On Thursday 24 January 2013, following the conviction of Abul Kalam Azad, diplomats were called by the Foreign ministry to hear a statement from the foreign minister Dipu Moni where they were also shown video of footage of the aftermath of some 1971 atrocities.
Opening Statement by Hon'ble Foreign Minister at the Diplomatic Briefing on the Maiden ICT Judgment at 18h00 on Thursday, 24 January 2013
Excellencies, Heads of international organisations, Members of the Diplomatic corps,
Dear friends and colleagues, I thank you most sincerely for your presence here this evening. This week our nation witnessed a historic moment with the passing of the maiden judgment by the International Crimes Tribunal. I felt I should brief you about the judgment and the Government's perspectives on the overall process.
As you are already aware, on 21 January 2013, the International Crimes Tribunal-2 of the International Crimes Tribunal of Bangladesh (ICT-BD) delivered its judgment in the case of 'The Chief Prosecutor Vs Abul Kalam Azad Bacchu (Absconding)(ICT-BD Case No. 05 of 2012), and found the accused 'guilty of the offences of Crimes Against Humanity and Genocide' and convicted and sentenced him to death under section 20(2) of the International Crimes Tribunal Act of 1973 (ICTA).
The verdict was given after the Tribunal found the accused guilty of 'abduction, confinement and torture, murder, rape and genocide (killing the members of the Hindu community)' as listed in charges 1,3,4,5,6,7,8 of the case.
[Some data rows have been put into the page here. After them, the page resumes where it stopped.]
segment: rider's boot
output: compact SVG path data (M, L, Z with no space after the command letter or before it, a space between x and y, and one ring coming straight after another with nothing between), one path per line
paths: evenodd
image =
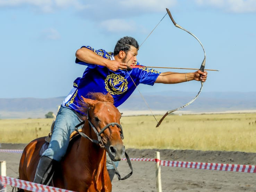
M109 177L110 177L110 181L112 182L113 178L114 178L114 176L115 176L115 174L116 174L116 171L115 169L109 169L108 170L108 172L109 172Z
M40 157L34 182L49 185L54 172L53 166L56 161L46 156Z

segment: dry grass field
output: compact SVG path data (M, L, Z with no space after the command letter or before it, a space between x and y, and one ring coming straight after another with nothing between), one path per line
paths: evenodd
M161 118L156 116L157 119ZM0 120L0 143L27 143L50 132L53 119ZM151 116L121 119L126 148L256 152L256 113Z

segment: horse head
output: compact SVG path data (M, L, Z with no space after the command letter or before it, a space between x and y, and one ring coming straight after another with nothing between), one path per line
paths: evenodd
M90 97L93 99L83 97L82 99L87 105L88 123L94 131L92 132L95 133L91 137L105 148L112 160L120 160L125 152L123 131L120 124L121 114L114 105L113 99L109 93L105 95L92 93Z

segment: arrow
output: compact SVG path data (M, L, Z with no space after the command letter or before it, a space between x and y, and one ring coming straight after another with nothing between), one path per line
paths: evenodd
M141 66L139 65L135 65L133 66L129 66L129 67L130 67L131 68L144 68L144 67L147 67L148 68L164 68L164 69L190 69L191 70L199 70L199 69L195 69L195 68L177 68L177 67L153 67L153 66ZM205 69L205 70L206 71L219 71L219 70L217 70L216 69Z

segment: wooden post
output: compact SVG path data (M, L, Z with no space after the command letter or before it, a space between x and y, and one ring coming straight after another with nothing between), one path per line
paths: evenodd
M156 160L156 164L155 177L156 181L156 190L157 192L162 192L162 183L161 182L161 167L160 165L160 152L156 151L155 155Z
M1 176L6 176L6 162L5 161L0 161L0 173ZM0 192L6 191L6 185L0 180Z

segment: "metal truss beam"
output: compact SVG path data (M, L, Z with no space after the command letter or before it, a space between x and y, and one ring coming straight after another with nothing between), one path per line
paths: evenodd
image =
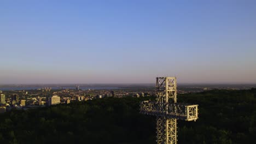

The Tribunal further ruled that since the convicted has been absconding, the sentence of death as awarded would be executed after his arrest or upon his surrender to the Tribunal, whichever is earlier.
The judgment confirmed that the convicted committed the crimes he had been charged with in his capacity as a member of the "Razakar", an auxiliary force created in 1971 through official gazette notification with the purpose of committing atrocities against the Bengali population, particularly targeting pro-liberation intellectuals and members of the Hindu community. The convicted is currently not affiliated with any political organisation and is reportedly the Chairman of an NGO called 'Masjid 1 Council'. The Tribunal has concluded that he had deliberately absconded, and also left the country to evade the process of justice, which further vindicated his culpability.
By way of background, it may be helpful to recall that the ICT-BD, a national Tribunal of Bangladesh, was constituted in March 2010 (Tribunal 1) and March 2012 (Tribunal 2), as per law, as independent, open and transparent Court. The Tribunals have the jurisdiction to try the commission or attempt, abetment or conspiracy to commit crimes against humanity such as murder, rape, torture etc., crimes against peace, genocide, war crimes, violation of humanitarian rules applicable in armed conflicts as enshrined in the Geneva Conventions of 1949 and any other crimes under international law.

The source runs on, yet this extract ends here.